My plan is to breed frills and kingsnakes. And also keep a load of other interesting reps just as pets. Just build up the collection and learn more about the animals behaviours.


----------



## cornmorphs (Jan 28, 2005)

long term, to bred some quite rare corn morphs


----------



## gillsboy (Jun 8, 2005)

well i plan to breed corns nxt year or tha year after then i thinkin of breedin ksb's n beardies. and if i get tha qualifications nd job i want then i hope to work british reptiles


----------



## chocolatecolubrid (Apr 1, 2005)

Have a few corns that will be breeding, hopefully some royals and beardie babies in the upcoming few years. At the mo Im breeding my leo geckos, and when theyre old enough next year my cave geckos with any luck.

I also plan to have the biggest private collection of herps in the UK, but that probably wont happen till I win the lottery :rotfl:


----------



## cornmorphs (Jan 28, 2005)

just keep a few years wrth of hatchlings lol. the biggest i know of is around 300 reps, thats not little stuff like spiders, i mean actual snakes and lizards mainly


----------



## SilverSteno (Feb 12, 2006)

I want reps from different habitats - I have temperate region (corn snake), aboreal (mourning geckos) and desert (dune geckos). Going to get a frilly from Tim when he breeds his so I'll be going for an Aussie habitat but I REALLY want a rep for a mountain habitat, which could be a black kingsnake because they live at high altitudes :lol: A coastal habitat (without the water) would be cool as well :lol:


----------



## millar (Apr 10, 2006)

i will be puuting my leos together in august and im hoping they will produce babys, i think they will because i let them meet each other the other day and my male started vibrating his tail and my female didnt nip him so i presumed she was keen but i separated them at that point as she is only 9 months and not old enough yet, it would be too risky.


----------



## Darky (Mar 5, 2006)

Eventually when I get my house I will be looking at producing high quality bearded dragon morphs, Although that is some time away.

James


----------



## Guest (May 7, 2006)

cornmorphs said:


> just keep a few years wrth of hatchlings lol. the biggest i know of is around 300 reps, thats not little stuff like spiders, i mean actual snakes and lizards mainly


Ray Hine has a lot more than that mate


I plan to be breeding Burmese albino and albino green and continue helping my wife with her breeding corns


----------



## NNY (Feb 2, 2006)

Silvershark said:


> I REALLY want a rep for a mountain habitat,


Or you could go for a Sonoran mountain kingsnake or a ruthvens.


----------



## SilverSteno (Feb 12, 2006)

NNY said:


> Silvershark said:
> 
> 
> > I REALLY want a rep for a mountain habitat,
> ...


Yup, lots of reps to chose from :lol: Want cave geckos as well so I can have a mini-cave but it'll be a while yet before I'll seriously consider getting those yet :lol:


----------



## CyberFae (Feb 25, 2006)

Silvershark said:


> A coastal habitat (without the water) would be cool as well :lol:


Marine iguana!
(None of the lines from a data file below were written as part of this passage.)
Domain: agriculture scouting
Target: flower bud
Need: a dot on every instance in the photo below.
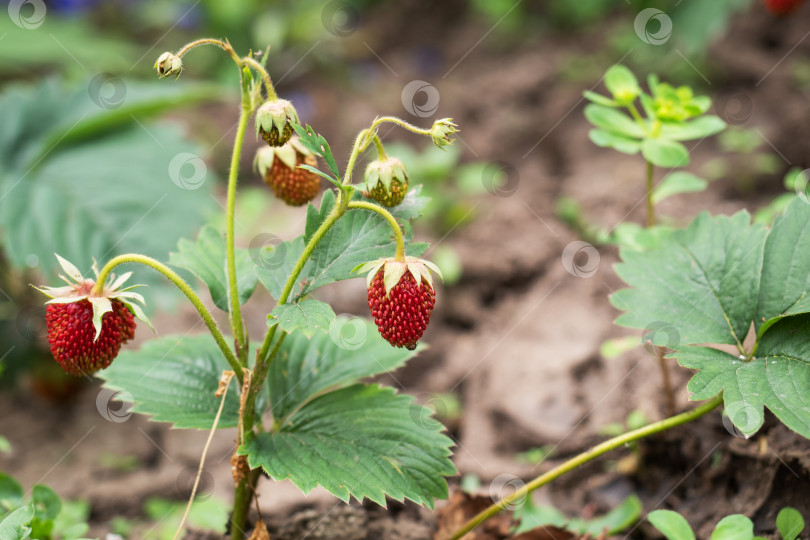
(442, 131)
(168, 64)
(274, 121)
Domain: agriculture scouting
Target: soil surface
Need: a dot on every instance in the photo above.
(518, 338)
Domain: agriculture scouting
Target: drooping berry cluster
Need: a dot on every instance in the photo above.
(71, 335)
(403, 314)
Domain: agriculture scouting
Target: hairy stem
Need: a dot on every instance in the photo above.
(400, 253)
(184, 288)
(650, 203)
(585, 457)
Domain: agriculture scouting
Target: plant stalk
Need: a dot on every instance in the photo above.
(184, 288)
(585, 457)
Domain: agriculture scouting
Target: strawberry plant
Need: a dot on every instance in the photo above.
(296, 394)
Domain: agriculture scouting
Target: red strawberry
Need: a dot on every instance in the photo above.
(279, 167)
(86, 329)
(401, 298)
(386, 181)
(782, 7)
(274, 120)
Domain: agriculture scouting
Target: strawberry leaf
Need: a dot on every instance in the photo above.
(362, 442)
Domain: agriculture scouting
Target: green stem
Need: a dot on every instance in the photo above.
(650, 203)
(585, 457)
(236, 311)
(185, 288)
(400, 253)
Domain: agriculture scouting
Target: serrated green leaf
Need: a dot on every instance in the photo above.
(698, 128)
(671, 524)
(11, 493)
(790, 523)
(678, 182)
(664, 153)
(173, 379)
(316, 144)
(362, 442)
(15, 526)
(734, 527)
(613, 121)
(785, 284)
(205, 258)
(702, 281)
(605, 139)
(359, 236)
(307, 316)
(305, 368)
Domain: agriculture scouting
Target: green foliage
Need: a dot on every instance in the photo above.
(531, 516)
(43, 515)
(63, 186)
(671, 115)
(673, 526)
(708, 284)
(360, 236)
(360, 441)
(205, 258)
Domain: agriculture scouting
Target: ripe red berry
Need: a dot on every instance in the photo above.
(72, 336)
(401, 309)
(86, 327)
(782, 7)
(279, 168)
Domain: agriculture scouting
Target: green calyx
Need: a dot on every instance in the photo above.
(393, 271)
(274, 121)
(386, 181)
(78, 288)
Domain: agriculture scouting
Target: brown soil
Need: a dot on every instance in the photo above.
(518, 337)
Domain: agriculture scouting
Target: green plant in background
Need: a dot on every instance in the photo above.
(308, 367)
(42, 515)
(789, 523)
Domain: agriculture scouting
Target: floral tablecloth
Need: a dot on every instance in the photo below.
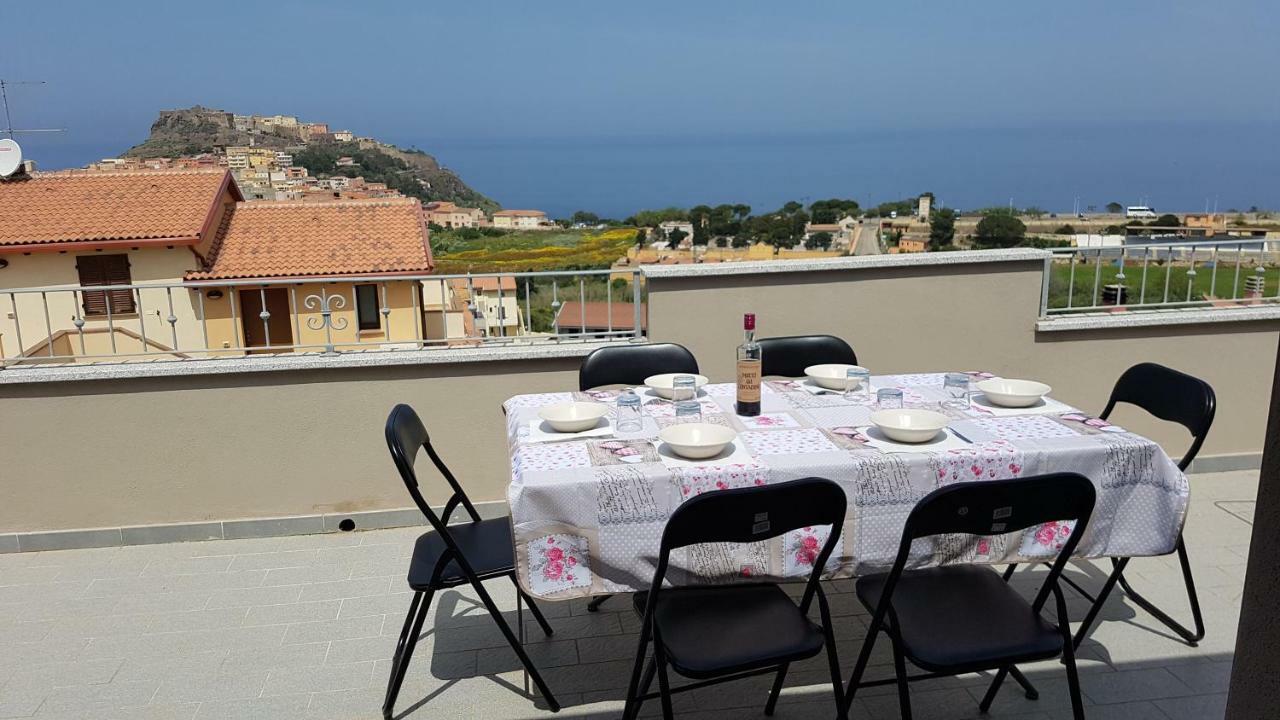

Just got to smuggle out into the country... :lol:


----------



## Testudo Man (Aug 3, 2005)

Hhhhmmmmmmmmm...better be sensible about this one then!...I have had some success in breeding/hatching both *Spur thighed* and *Hermanns Torts* for a few years now, but I would like to finally get some fertile eggs from my *Spur thighed Graeca graecas*! It is a shame to constantly keep throwing infertile eggs away year in year out  ...T.T. 8)


----------



## cornmorphs (Jan 28, 2005)

well, if you look on the snakes thread, you will see i bred hypo lavenders last year without even knowing it lol, bummer


----------



## eeji (Feb 22, 2006)

looking into breeding corns for the first time next year, just not made up my mind whether to go for producing nice colours, or to just get a couple of nice looking snakes and get whatever i get.
also gonna finish clyde the iggys palace - half a loft conversion (eventually!) cos he's prob only got another 6 months where he is before he outgrows it.


----------



## cornmorphs (Jan 28, 2005)

thats what i like about corns, in a lot of cases you just dont know what you are going to get.


----------



## eeji (Feb 22, 2006)

yeah thats what i'm thinking. Don't know for sure what sex my amel is yet, and as he/she's a pet shop snake, and even less idea of any hets. I didn't even think of breeding at the time, so bought from a shop (a good one!), and now i'm wishing i knew a little more of his ancestry!


----------



## tazzyasb (May 4, 2005)

this is my second year of breeding corns.
Doing it to get the money for some higher end morphs of corns
Next year will be breeding boas, rat snakes and beardies (Getting my beardies on Sunday I am well excited!!!) 
Get chris some more boas (bless him he has 4 snakes I have 21.

Ultimate goal breed some really nice corns and get sunglow boas and piebald royals


----------



## nicky (Jul 13, 2005)

as i don't have any breeding plans i'm going to be boring and say to increase collection of tarantulas ohhh and to come back from Borneo alive (16 days to go)...lol...


----------



## SilverSteno (Feb 12, 2006)

I've changed my mind these reps are enough stress as it is, I'm not getting any more (except a frill and a mexican king snake from Timmy) :lol:


----------



## cornmorphs (Jan 28, 2005)

i tell you what lol, my goal right now is to turn all my gay snakes normal lol.


----------